While this is not intended as legal advice, it’s our understanding that the pure UT G.O. pledge may be viewed as strongest in states that effectively “secure” all G.O. debt with a so-called statutory lien. This statutory lien allows the debt to be relatively unaffected by Chapter 9 proceedings. In case you’re wondering, five states currently have such a statutory lien: California, Colorado, Florida, Louisiana and Rhode Island.

In most states, a G.O. pledge that’s enhanced with a special revenue pledge will also be relatively bankruptcy-proof.

At the risk of waxing philosophical, the unlimited tax pledge was probably the product of more bountiful economic times, when housing and property values could only go up and when debt levels were more manageable. Furthermore, the UT pledge was generally restricted to voter-approved debt, so there was implicit political support for repayment of the debt at all costs.
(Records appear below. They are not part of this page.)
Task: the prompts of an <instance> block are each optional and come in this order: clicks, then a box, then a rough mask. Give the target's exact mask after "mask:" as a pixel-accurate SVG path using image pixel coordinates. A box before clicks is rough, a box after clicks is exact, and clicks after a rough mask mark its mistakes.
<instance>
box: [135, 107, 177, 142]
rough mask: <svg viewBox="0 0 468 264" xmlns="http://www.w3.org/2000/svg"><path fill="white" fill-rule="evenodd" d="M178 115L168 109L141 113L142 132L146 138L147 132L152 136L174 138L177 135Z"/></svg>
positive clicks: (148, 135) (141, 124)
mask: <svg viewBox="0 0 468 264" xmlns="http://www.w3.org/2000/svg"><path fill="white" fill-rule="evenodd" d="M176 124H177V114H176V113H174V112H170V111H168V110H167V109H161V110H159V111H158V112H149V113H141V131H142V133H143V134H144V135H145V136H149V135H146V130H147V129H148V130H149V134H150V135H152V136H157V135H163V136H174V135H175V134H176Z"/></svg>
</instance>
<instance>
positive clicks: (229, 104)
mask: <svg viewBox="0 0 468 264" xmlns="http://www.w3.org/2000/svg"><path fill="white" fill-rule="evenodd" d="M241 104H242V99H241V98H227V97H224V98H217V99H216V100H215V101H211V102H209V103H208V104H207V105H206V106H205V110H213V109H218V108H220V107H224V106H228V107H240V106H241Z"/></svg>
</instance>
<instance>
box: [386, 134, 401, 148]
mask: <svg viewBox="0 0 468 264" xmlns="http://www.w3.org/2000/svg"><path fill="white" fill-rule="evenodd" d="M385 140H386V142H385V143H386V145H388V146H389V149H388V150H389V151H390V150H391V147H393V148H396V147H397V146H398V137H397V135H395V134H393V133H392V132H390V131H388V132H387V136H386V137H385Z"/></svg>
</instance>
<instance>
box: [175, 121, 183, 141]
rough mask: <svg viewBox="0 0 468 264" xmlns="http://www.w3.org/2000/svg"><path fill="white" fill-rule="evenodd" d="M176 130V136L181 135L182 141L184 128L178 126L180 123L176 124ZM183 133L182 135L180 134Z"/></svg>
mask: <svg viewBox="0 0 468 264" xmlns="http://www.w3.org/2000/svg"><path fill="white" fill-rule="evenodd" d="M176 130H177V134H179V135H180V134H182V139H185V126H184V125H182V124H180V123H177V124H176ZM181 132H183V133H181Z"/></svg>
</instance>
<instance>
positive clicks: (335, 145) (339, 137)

However, as the nation’s population aged and the number of retirees within municipal retirement systems grew in relation to the active work force, pension and OPEB liabilities have become a new source of non-voter approved debt. Politicians have also been back-loading municipal cost structures by granting municipal workers richer benefits instead of salary increases. We have now come to the point where annual pension expenses have grown enough to compete with cities’ operating expenses and the combined weight of bonded debt service and pension costs are starting to crush many a municipal budget.

So, to answer our own (admittedly provocative) question, you can still rely on the UT G.O. pledge, as long as you pay attention to each state’s statutory environment. Moreover, you certainly don’t want to test it with lower-rated local credits. Once you get into Chapter 9, regardless of how strong you think your security position is, all bets are off.

The end of the bond insurance era has shocked muni investors out of their complacency and forced them to pay attention to credit research again. Now, the issues raised by Detroit should force municipal analysts to really do their homework and learn about capital structure like their corporate counterparts. We would view that as a positive development for the industry.

Disclaimer: The opinions and statements expressed in this column are solely those of the author and Axios Advisors, who are solely responsible for the accuracy and completeness of this column. This column does not reflect the position or views of RICIC, LLC or MuniNetGuide.